Many critics of President Clinton contend that his record of deception has uniquely disgraced the office of the presidency. But historian Howard Zinn, the author of the best-selling A People’s History of the United States, says: “There is a long history of presidents who have lied to us and deceived us, about governmental actions that led to the deaths of thousands, even millions of people.” Here are a few of the examples cited by Zinn:

  • President Truman “described Hiroshima — just devastated by a U.S.-dropped atomic bomb — as ‘an important Japanese army base.’ More than 100,000 civilians — men, women and children — in a city of 350,000 died there. Truman lied about our war in Korea. He said that we were fighting for democracy, but we were protecting South Korea — a military dictatorship. More than 50,000 Americans died. And perhaps 2 million Koreans.”
  • President Eisenhower “lied about our spy flights over the Soviet Union, even after one flier on such a mission was shot down.
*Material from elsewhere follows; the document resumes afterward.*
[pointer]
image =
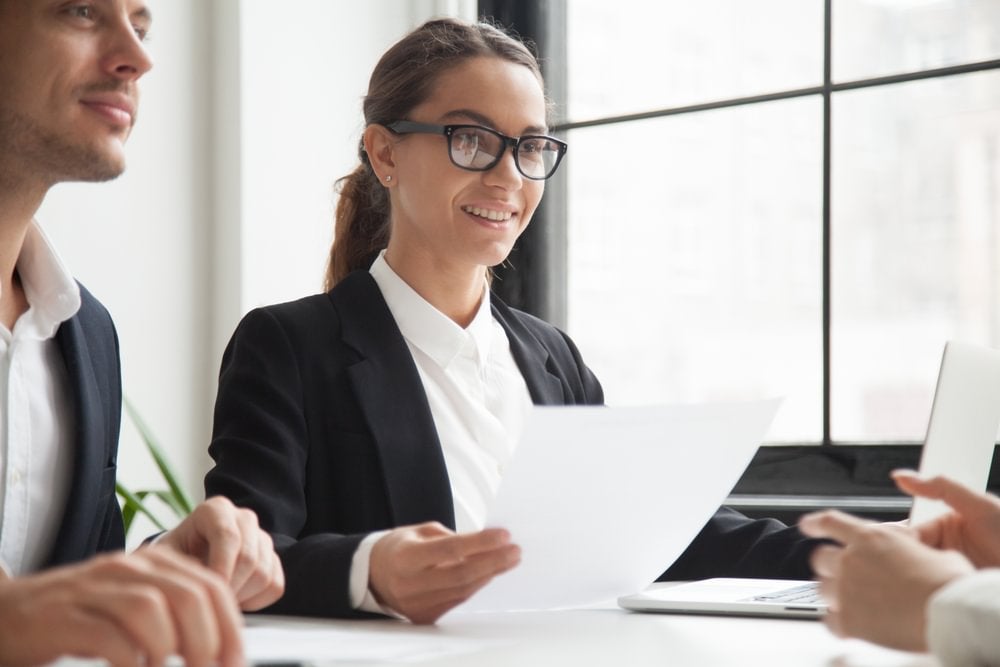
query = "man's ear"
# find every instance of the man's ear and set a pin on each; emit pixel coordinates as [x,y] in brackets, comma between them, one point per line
[379,144]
He deceived the nation and the world about the U.S. involvement in the 1954 coup that overthrew a democratic government in Guatemala. That coup put in place a succession of military juntas that then took tens of thousands of lives.”
  • President Kennedy “lied to the nation about U.S. involvement in the fatal 1961 Bay of Pigs invasion of Cuba, telling a press conference: ‘I can assure you that the United States has no intention of using force to overthrow the Castro regime.'”
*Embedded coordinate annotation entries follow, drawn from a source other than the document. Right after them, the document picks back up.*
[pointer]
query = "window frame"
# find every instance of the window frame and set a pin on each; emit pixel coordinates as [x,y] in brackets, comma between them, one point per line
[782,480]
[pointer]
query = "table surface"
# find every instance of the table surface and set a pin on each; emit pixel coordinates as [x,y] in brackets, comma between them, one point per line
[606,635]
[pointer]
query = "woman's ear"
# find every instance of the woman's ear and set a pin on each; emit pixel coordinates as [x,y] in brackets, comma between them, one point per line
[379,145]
  • Presidents Kennedy, Johnson and Nixon “all lied to the nation about what was happening in Vietnam. Johnson and Nixon both lied when they claimed only military targets were bombed in the war. And Nixon kept secret from the nation the bombing of Cambodia.”
  • President Reagan “lied to the nation about his covert and illegal support of the contras in Nicaragua during the 1980s. He lied about the importance of Grenada in order to justify the 1983 American invasion of that little island.”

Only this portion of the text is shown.